A Multicenter Retrospective Analysis Stressing the Importance of Long-Term Follow-Up after Hematopoietic Cell Transplantation for ß-Thalassemia.

Allogeneic hematopoietic cell transplantation (HCT) is curative in patients with ß-thalassemia major. However, most reports on HCT outcomes lack long-term follow-up data with the exception of single-center reports. An international multicenter retrospective data collection and analysis was conducted in 176 ß-thalassemia patients who were 1 year or beyond after first HCT to evaluate follow-up methods and outcomes at 7 centers. Median age at HCT was 5.5 years (range, .6 to 18.5), and median follow-up was 7 years (range, 1 to 20). HCT was predominantly from HLA-matched related donors (91%) with bone marrow as stem cell source (91%) and myeloablative conditioning regimens (88%).

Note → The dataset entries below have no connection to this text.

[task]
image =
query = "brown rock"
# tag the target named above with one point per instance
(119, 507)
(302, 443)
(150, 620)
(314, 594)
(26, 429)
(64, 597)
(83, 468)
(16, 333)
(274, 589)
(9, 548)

Late mortality or persistent chronic graft-versus-host disease (GVHD) was rare (<2%). Graft rejection was reported in 23% (24% of these occurred beyond 1 year) post-HCT. Of 119 patients with donor chimerism results available for ≥4 years post-HCT, 50% had >95%, 22% had 50% to 95%, 7% had 20% to 50% and 25 (21%) had <20% donor chimerism. Organ dysfunction was identified in 10% pre-HCT and in 20% post-HCT even without complete clinical details on all patients. Hypogonadism and elevated creatinine for age were most commonly reported and significantly higher in recipients ≥ 7 years at the time of HCT (P = .007) and in those with pre-existing morbidity before HCT (P = .02). Outcomes were unaffected by pre-HCT ferritin or GVHD. Mean z scores for height and weight were low at baseline and remained low post-HCT (79%), confirming that growth impairment from disease lacked recovery post-HCT during this follow-up period. HCT for ß-thalassemia has a high rate of cure and low mortality, especially in the young and from HLA-matched related donors. Half of the number of recipients live with mixed chimerism that requires continued follow-up because of a risk of late graft rejection (14%). Organ function after HCT when <7 years of age was generally preserved. Hypogonadism, renal dysfunction, and growth impairment that failed to correct were late complications identified most frequently in older transplant recipients. Systematic follow-up of individual organs such as lung and heart were inadequate but important. These data support the development of simple measures of uniformly tracking long-term HCT outcomes and organ functions in children and adolescents who undergo HCT for thalassemia, allowing for systematic identification and implementation of standardized surveillance strategies and interventions.